# [Disque dur]  partition boot qui pose pb

## The NeurOne

Salut, 

J'ai un problème étrange :

J'ai recompilé mon noyau pour y intégrer la gestion d'une carte réseau Gigabyte.

Au moment de recopier le fichier :

```
 cp arch/i386/boot/bzImage /boot/kernel-2.6.34-gentoo-r1
```

je me souviens que mon /boot  ne monte pas de lui même au démarrage du pc :

```
/dev/sda1               /boot           ext2            noauto,noatime  1 2
```

je fais donc un simple : 

```
mount /boot
```

qui aurait du suffire ... et la commence mes problèmes ...

```

22:03:27-root@serveur. Dans /$

>mount /boot

mount: unknown filesystem type 'ext2'

22:03:47-root@serveur. Dans /$

```

donc je teste : 

```

22:03:56-root@serveur. Dans /$

>fsck -v /dev/sda1

fsck from util-linux-ng 2.17.2

e2fsck 1.41.12 (17-May-2010)

/dev/sda1: clean, 33/32768 files, 3073/131072 blocks

22:04:44-root@serveur. Dans /$

```

et autrechose : 

```

21:02:21-root@serveur. Dans /boot$

>fdisk /dev/sda

WARNING: DOS-compatible mode is deprecated. It's strongly recommended to

         switch off the mode (command 'c') and change display units to

         sectors (command 'u').

Command (m for help): p

Disk /dev/sda: 82.0 GB, 81964302336 bytes

255 heads, 63 sectors/track, 9964 cylinders

Units = cylinders of 16065 * 512 = 8225280 bytes

Sector size (logical/physical): 512 bytes / 512 bytes

I/O size (minimum/optimal): 512 bytes / 512 bytes

Disk identifier: 0x90909090

```

et encore : 

```

22:17:57-root@serveur. Dans /$

>e2fsck -f -n /dev/sda1

e2fsck 1.41.12 (17-May-2010)

Pass 1: Checking inodes, blocks, and sizes

Pass 2: Checking directory structure

Pass 3: Checking directory connectivity

Pass 4: Checking reference counts

Pass 5: Checking group summary information

/dev/sda1: 33/32768 files (3.0% non-contiguous), 3073/131072 blocks

22:18:47-root@serveur. Dans /$

```

cfdisk me jette : 

```

 FATAL ERROR: Bad primary partition 2: Partition ends in the final partial cylinder

                                             Press any key to exit cfdisk

```

Alors, je ne comprends pas trop comment mon pc peux booter, enfin si, pas besoin de monter la partition pour booter dessus !

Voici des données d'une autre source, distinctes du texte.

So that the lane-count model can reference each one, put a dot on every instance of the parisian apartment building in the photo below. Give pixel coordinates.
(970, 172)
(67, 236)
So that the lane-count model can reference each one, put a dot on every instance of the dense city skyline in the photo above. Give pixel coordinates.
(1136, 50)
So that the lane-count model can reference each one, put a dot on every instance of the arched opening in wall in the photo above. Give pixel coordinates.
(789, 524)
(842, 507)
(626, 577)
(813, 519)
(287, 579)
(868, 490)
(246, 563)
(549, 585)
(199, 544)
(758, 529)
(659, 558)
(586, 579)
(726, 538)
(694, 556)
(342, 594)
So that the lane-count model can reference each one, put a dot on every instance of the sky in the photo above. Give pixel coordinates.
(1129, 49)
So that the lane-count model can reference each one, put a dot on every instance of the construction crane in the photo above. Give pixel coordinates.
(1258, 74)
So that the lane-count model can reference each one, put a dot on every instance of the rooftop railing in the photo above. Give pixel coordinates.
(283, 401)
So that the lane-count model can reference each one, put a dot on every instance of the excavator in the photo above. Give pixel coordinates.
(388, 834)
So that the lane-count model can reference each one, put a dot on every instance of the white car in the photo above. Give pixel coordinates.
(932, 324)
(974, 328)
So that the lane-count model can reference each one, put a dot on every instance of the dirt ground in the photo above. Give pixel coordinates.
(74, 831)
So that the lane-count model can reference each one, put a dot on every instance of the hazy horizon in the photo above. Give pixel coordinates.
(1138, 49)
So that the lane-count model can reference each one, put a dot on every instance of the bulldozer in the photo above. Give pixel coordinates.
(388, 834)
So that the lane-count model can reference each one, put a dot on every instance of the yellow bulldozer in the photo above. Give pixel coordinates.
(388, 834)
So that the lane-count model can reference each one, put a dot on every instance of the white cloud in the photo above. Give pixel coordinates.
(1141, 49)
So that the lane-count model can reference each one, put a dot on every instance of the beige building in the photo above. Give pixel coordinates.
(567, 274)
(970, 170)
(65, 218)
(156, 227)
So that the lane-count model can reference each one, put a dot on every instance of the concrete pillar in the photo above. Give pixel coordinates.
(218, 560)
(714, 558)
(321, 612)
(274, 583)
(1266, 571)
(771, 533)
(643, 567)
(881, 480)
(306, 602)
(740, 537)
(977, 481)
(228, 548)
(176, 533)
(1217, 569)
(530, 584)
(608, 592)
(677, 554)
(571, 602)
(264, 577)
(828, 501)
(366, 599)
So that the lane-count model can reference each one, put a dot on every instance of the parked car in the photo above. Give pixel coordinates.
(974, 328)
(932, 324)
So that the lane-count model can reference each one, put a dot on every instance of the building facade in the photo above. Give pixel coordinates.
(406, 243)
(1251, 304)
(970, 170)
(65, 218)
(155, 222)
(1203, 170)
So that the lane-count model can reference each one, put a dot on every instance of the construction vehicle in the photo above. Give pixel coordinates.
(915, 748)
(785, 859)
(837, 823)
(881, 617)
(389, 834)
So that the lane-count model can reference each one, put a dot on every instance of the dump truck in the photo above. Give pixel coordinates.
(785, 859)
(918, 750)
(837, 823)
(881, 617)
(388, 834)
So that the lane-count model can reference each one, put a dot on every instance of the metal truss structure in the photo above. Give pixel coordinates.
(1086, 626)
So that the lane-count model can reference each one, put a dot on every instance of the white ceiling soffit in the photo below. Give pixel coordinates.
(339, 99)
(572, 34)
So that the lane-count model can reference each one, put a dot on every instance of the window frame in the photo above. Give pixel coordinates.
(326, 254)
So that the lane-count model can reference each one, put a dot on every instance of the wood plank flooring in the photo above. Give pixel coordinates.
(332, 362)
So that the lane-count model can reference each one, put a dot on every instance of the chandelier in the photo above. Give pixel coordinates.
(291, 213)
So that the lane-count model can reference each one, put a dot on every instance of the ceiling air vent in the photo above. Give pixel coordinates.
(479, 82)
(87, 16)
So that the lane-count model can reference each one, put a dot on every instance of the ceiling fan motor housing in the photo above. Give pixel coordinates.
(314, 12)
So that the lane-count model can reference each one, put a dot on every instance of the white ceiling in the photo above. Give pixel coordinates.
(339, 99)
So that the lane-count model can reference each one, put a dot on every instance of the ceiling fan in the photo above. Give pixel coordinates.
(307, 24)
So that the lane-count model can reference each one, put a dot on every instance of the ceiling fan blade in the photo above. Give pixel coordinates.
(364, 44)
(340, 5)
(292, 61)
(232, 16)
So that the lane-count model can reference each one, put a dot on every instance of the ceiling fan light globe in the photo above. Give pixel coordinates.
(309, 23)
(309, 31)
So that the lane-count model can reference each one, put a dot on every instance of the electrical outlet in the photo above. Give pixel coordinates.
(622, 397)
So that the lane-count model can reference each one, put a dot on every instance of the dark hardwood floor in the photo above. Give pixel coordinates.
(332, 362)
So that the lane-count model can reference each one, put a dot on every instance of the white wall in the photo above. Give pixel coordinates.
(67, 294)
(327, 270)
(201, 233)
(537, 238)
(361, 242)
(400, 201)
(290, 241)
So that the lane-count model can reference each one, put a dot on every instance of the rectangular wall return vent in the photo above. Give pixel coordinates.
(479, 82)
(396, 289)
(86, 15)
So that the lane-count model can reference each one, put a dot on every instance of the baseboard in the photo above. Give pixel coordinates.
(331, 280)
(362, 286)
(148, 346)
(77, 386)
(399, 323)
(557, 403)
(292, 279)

Mais comment diable puis-je faire pour modifier la config de grub (nouveau kernel) si je ne peux pas monter la partition sur /boot ?

PS : j'ai installé une gentoo sans X ni graphiques (noyau 2.6.36-gentoo-r5) et au boot, j'ai le screen 'graphique' de Grub pour le choix de boot Si jamais ça peut aider...

----------

## barul

On dirait que le $ en fin de ligne est pris comme une commande et te fous sur un shell bizarre ( > )…

----------

## Poussin

 *The NeurOne wrote:*   

> 
> 
> ```
> 
> 22:03:27-root@serveur. Dans /$
> ...

 

Quand je vois ça, je dirais que tu n'as pas compilé le support pour l'ext2 dans ton noyaux. 

Je te conseillerais de la compiler en module, de charger ce module, puis tu pourras monter ta partition et ajouter ton nouveau noyau

----------

## spy20

 *Poussin wrote:*   

>  *The NeurOne wrote:*   
> 
> ```
> 
> 22:03:27-root@serveur. Dans /$
> ...

 

Complétement d'accord.

J'ai eu la même surprise, oublie d'intégrer Ext2 à mon noyau.

```
cd /usr/src/linux

make menuconfig

File Systems

  -> Second extended fs support (*)

```

Et si tu as de l'ext4 profite-en ^^

----------

## The NeurOne

 *Cr0k wrote:*   

> On dirait que le $ en fin de ligne est pris comme une commande et te fous sur un shell bizarre ( > )…

 

hors sujet, mais je vais y répondre quand même   :Razz: 

le prompt, je l'ai réécrit et colorisé moi même. et je l'ai mis sur deux lignes.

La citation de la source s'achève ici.